なろうテンプレは【否定】するものではなく【極める】べきものである
「小説家になろう」というサイトを利用しているユーザーの皆さんの中には「なろうテンプレ」という言葉を聞いたことのある人も多いのではないかと思う。
いわゆるなろうテンプレとは、「異世界」「転生・転移」「チート」「ハーレム」などの要素が含まれている作品群がそれにあたるだろう。
本来ならばもっと詳しく定義付けするほうがいいのかもしれないが、ここでは割愛する。
なんとなく、テンプレと聞いて各自がイメージできるものでおおよそ間違いではないからだ。
さて、そんななろうテンプレだが小説家になろうを見るに、非常に人気であるのは明らかだろう。
ランキングには常になろうテンプレに含まれるであろう作品が多数を占めていて、テンプレでないものを探すのが困難な現状があるからだ。
そのためか、何年も前から増えすぎたなろうテンプレを批判する意見も多い。
これは、小説家になろう内で人気を得るためにはテンプレ要素が必要であり、安易なテンプレ利用によってつまらない・面白くないと感じる作品が多く目に留まるようになってきたからであると思う。
そこで、エッセイカテゴリーなどでもよく問題提起されることがある。
テンプレにこだわらなくても面白い作品がある・作れるのではないかといった内容などだ。
だが、ここで少し落ち着いて考えてみる必要がある。
それは「なろうテンプレとは悪いものなのか」ということである。
異世界や転生転移、チート、ハーレムといった要素を含まない作品を書くべきなのだろうか。
結論から言うと、そうではない。
むしろ、積極的に書いていくべきだろう。
というのも、今も昔もなろう内で人気があるのはテンプレ作品が多いからだ。
このことは、小説家になろうを何かの店に例えるのが一番わかり易いだろう。
小説家になろうというサイトをラーメン屋だと考えてみよう。
このラーメン屋の一番人気のメニューはこってり濃厚のドロドロスープが売りのラーメンだ。
客(読者)の多くは、その濃厚なラーメンを求めて来店してくる。
そんなラーメン屋で、薄味のラーメンを出そうとしても客の注文が少ないのは当然のことだ。
さらに、そもそもラーメンですらない料理を出したとすれば、ほとんど注文もされないことは何ら不思議ではない。
上記の例では濃厚ラーメンこそが小説家になろう内でのスタンダードであり、客が求めるもので、なろうテンプレと呼ばれるものだ。
対して、薄味ラーメンや違う種類の料理といったものが、テンプレ要素を含まない作品群となる。

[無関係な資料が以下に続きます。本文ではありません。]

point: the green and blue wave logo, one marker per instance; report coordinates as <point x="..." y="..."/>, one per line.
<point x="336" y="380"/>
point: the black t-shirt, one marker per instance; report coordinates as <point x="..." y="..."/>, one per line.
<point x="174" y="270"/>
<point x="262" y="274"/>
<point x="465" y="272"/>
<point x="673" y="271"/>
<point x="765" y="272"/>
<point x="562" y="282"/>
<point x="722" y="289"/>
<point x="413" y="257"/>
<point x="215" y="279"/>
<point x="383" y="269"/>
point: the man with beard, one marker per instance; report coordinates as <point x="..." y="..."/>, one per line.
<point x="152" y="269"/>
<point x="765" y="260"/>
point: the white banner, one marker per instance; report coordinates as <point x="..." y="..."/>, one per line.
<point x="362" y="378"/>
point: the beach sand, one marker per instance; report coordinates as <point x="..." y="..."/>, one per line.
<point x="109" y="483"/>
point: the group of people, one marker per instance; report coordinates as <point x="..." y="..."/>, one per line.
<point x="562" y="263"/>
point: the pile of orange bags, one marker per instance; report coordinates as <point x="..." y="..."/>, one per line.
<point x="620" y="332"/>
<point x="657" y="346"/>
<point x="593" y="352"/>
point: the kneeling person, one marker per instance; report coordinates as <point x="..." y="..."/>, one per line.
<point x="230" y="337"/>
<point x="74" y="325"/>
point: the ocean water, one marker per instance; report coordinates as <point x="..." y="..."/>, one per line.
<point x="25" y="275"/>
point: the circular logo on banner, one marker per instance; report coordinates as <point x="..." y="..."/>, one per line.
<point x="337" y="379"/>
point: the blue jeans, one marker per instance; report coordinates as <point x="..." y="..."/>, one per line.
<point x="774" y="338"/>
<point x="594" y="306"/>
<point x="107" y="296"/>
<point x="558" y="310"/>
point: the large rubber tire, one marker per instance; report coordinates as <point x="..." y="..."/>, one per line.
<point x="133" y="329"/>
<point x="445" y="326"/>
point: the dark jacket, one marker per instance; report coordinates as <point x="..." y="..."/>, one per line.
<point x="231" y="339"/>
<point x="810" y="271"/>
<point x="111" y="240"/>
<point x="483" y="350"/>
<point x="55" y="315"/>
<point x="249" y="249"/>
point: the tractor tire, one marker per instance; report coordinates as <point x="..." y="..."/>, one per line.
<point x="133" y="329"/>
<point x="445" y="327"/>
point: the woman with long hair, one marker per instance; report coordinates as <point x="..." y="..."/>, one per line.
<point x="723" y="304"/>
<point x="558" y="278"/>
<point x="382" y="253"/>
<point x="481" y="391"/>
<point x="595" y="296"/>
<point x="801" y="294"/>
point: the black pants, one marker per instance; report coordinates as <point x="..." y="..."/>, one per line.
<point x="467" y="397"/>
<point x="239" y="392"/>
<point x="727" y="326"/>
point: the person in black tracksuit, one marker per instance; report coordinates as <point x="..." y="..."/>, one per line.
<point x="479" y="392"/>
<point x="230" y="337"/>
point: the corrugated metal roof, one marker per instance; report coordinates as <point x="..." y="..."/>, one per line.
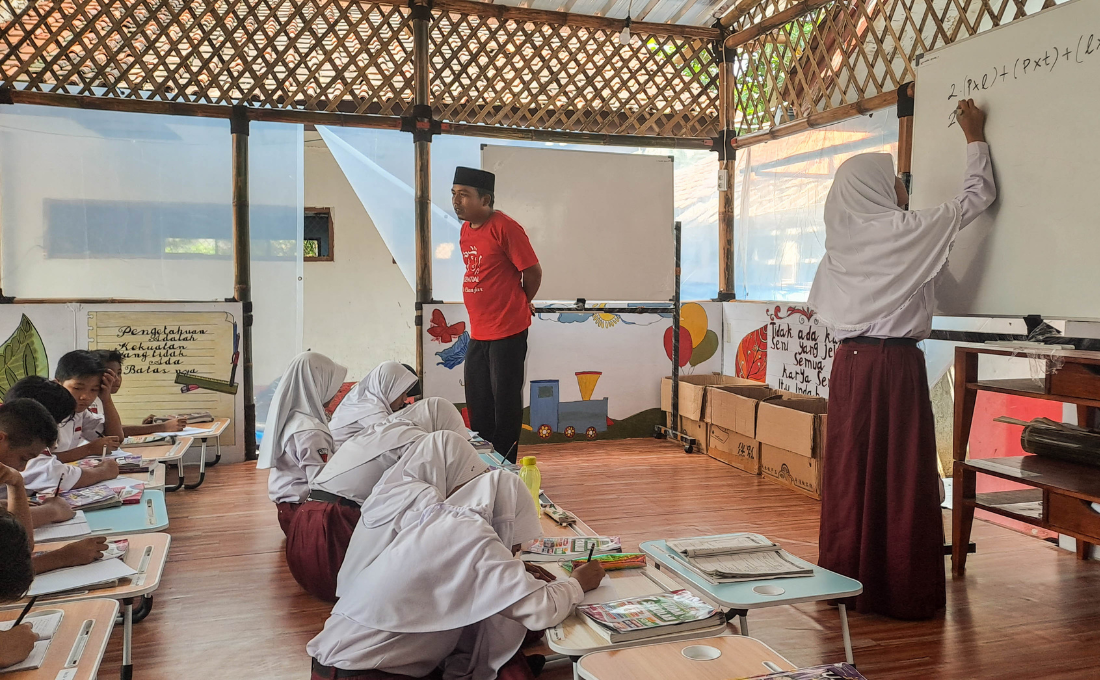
<point x="688" y="12"/>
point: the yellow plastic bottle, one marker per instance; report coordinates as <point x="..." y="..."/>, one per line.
<point x="532" y="479"/>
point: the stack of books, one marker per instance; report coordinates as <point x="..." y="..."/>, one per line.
<point x="737" y="557"/>
<point x="636" y="618"/>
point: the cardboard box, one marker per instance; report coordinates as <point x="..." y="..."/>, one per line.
<point x="695" y="429"/>
<point x="734" y="449"/>
<point x="794" y="424"/>
<point x="792" y="470"/>
<point x="734" y="407"/>
<point x="693" y="392"/>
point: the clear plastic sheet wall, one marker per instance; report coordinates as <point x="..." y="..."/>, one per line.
<point x="378" y="164"/>
<point x="128" y="206"/>
<point x="780" y="199"/>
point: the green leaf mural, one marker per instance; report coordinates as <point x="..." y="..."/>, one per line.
<point x="22" y="354"/>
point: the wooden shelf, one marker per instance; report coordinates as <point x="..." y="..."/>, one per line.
<point x="1027" y="388"/>
<point x="1015" y="504"/>
<point x="1065" y="478"/>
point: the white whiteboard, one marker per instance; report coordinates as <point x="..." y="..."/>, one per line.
<point x="1036" y="249"/>
<point x="600" y="222"/>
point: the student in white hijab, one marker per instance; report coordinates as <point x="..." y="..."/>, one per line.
<point x="881" y="521"/>
<point x="321" y="530"/>
<point x="372" y="399"/>
<point x="296" y="438"/>
<point x="449" y="594"/>
<point x="430" y="471"/>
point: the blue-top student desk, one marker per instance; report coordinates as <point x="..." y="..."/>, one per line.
<point x="142" y="517"/>
<point x="747" y="595"/>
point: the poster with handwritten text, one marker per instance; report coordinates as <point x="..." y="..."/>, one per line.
<point x="156" y="346"/>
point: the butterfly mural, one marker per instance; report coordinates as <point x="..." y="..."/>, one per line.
<point x="440" y="331"/>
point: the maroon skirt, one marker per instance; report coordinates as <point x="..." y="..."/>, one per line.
<point x="316" y="545"/>
<point x="881" y="522"/>
<point x="286" y="512"/>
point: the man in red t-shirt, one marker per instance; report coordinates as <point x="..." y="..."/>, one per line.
<point x="503" y="275"/>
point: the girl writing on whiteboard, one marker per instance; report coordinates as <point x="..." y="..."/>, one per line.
<point x="881" y="521"/>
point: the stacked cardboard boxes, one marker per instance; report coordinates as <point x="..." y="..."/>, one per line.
<point x="693" y="402"/>
<point x="791" y="430"/>
<point x="732" y="420"/>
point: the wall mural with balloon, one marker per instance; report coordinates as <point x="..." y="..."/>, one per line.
<point x="590" y="375"/>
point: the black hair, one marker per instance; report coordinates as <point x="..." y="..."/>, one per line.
<point x="109" y="355"/>
<point x="59" y="404"/>
<point x="17" y="570"/>
<point x="79" y="363"/>
<point x="483" y="194"/>
<point x="415" y="390"/>
<point x="25" y="421"/>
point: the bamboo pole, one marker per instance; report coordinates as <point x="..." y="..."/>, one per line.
<point x="818" y="120"/>
<point x="521" y="14"/>
<point x="727" y="168"/>
<point x="575" y="138"/>
<point x="905" y="134"/>
<point x="773" y="22"/>
<point x="422" y="174"/>
<point x="738" y="10"/>
<point x="205" y="110"/>
<point x="242" y="267"/>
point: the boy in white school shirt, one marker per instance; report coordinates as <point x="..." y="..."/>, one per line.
<point x="113" y="359"/>
<point x="87" y="379"/>
<point x="46" y="473"/>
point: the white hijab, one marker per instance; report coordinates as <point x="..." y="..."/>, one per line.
<point x="430" y="470"/>
<point x="369" y="401"/>
<point x="395" y="434"/>
<point x="453" y="568"/>
<point x="877" y="255"/>
<point x="298" y="405"/>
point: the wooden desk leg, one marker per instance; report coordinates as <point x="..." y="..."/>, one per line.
<point x="966" y="371"/>
<point x="128" y="623"/>
<point x="847" y="636"/>
<point x="964" y="492"/>
<point x="1082" y="549"/>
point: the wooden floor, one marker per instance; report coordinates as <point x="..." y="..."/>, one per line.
<point x="228" y="606"/>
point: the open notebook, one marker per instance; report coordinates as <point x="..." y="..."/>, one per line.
<point x="44" y="623"/>
<point x="80" y="578"/>
<point x="70" y="528"/>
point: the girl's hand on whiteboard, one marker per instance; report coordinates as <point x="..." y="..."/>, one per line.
<point x="972" y="121"/>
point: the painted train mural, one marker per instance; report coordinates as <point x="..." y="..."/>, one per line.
<point x="549" y="414"/>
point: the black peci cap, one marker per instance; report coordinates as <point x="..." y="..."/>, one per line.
<point x="476" y="178"/>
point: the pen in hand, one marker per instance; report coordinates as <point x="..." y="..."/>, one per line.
<point x="25" y="610"/>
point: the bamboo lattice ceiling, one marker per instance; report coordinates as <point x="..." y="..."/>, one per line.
<point x="492" y="65"/>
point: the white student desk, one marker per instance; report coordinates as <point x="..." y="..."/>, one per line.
<point x="77" y="648"/>
<point x="213" y="431"/>
<point x="738" y="657"/>
<point x="147" y="555"/>
<point x="168" y="453"/>
<point x="153" y="479"/>
<point x="150" y="514"/>
<point x="574" y="638"/>
<point x="747" y="595"/>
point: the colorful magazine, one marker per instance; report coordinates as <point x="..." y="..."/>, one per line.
<point x="91" y="497"/>
<point x="829" y="671"/>
<point x="611" y="562"/>
<point x="650" y="615"/>
<point x="571" y="547"/>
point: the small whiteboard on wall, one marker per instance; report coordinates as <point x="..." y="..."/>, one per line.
<point x="1036" y="249"/>
<point x="600" y="222"/>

たとえどれだけ高級な料理を出したところで、濃厚ラーメンを食べるために店に来た客のニーズには合わないということを意味する。
昔からなろうテンプレに人気があるということは、読者の求めるものがそのテンプレ作品であるという事にほかならない。
であるから、非なろうテンプレ作品を書くのであれば人気がでない場合も仕方がないものだと考えたほうがいいだろう。
作品がいい・悪いという話の前にニーズにあっていないのだから。
で、話は少し戻る。
なろうテンプレと呼ばれる作品が批判にさらされているからと言って、非テンプレ作品を書くべきかというとそれは違うという話だ。

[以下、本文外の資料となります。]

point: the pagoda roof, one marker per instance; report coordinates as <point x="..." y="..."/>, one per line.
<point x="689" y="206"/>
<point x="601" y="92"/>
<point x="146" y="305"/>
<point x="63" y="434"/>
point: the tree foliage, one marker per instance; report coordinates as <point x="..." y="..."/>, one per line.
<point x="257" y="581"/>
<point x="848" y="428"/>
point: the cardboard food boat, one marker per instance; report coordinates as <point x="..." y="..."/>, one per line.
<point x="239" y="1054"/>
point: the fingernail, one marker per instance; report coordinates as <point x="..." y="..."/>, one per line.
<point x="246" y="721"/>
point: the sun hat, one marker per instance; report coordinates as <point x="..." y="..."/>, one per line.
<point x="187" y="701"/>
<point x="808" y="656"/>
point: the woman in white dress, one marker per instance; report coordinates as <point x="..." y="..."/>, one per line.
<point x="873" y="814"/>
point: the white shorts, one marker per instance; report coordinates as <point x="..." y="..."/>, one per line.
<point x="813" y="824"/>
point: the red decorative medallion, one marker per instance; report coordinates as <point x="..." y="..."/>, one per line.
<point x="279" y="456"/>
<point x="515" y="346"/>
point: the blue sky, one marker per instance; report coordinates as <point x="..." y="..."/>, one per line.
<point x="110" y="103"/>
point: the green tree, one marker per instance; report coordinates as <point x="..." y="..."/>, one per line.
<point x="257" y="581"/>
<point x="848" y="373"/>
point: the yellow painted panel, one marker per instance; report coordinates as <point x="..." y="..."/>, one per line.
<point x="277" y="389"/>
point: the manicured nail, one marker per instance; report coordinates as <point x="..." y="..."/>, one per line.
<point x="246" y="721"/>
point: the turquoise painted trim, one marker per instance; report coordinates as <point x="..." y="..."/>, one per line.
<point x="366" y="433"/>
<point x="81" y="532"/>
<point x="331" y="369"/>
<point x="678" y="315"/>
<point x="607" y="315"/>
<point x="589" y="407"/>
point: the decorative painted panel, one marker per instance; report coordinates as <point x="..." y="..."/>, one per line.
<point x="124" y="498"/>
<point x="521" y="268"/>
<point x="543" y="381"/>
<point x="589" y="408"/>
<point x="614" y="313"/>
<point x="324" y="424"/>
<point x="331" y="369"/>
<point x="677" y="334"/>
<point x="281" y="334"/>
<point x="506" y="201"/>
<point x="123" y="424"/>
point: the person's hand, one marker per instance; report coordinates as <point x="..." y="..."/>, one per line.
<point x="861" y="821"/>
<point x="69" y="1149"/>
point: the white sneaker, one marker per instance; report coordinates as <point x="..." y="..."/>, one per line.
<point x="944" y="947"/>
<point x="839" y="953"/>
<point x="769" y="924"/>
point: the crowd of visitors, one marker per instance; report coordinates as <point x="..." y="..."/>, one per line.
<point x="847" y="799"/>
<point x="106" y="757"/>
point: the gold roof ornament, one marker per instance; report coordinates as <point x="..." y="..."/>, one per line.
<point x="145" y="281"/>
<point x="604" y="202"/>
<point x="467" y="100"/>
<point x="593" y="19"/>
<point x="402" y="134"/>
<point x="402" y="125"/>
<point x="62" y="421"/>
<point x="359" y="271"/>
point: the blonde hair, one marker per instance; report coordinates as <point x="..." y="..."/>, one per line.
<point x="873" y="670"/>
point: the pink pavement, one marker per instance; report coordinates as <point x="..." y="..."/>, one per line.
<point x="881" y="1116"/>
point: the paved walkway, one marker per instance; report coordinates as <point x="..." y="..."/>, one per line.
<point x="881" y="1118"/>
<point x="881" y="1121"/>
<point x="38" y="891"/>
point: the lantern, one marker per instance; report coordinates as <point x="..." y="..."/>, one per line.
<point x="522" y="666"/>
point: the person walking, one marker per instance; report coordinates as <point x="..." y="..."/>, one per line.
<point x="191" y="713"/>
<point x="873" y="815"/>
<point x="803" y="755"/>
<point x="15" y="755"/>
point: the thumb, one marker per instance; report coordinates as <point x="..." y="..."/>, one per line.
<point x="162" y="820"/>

客である読者は明らかにテンプレ作品を求めてサイトにやってくるのだ。
であるのに、なろうテンプレ作品を否定してもあまり意味はない。
むしろ、積極的に書くべきなのだ。
だが、注意すべき点がある。
それは、テンプレ要素が含まれる作品であればなんでもいい、というわけではないということだ。
読者が求めるものはテンプレ要素のある作品ではあるが、あくまでも「面白い作品」だからだ。
単に異世界やチートといった要素が入っていればそれでいいということにはならない。
つまり、小説家になろうに投稿される作品とは他の作品にはないくらい「面白い」テンプレ作品か、「特徴のある」テンプレ作品ということになる。
なろうテンプレを否定してはならない。
むしろ、なろうテンプレを極めた作品が待ち望まれているということだ。
私も一読者として、そんな作品が投稿されるのを期待している。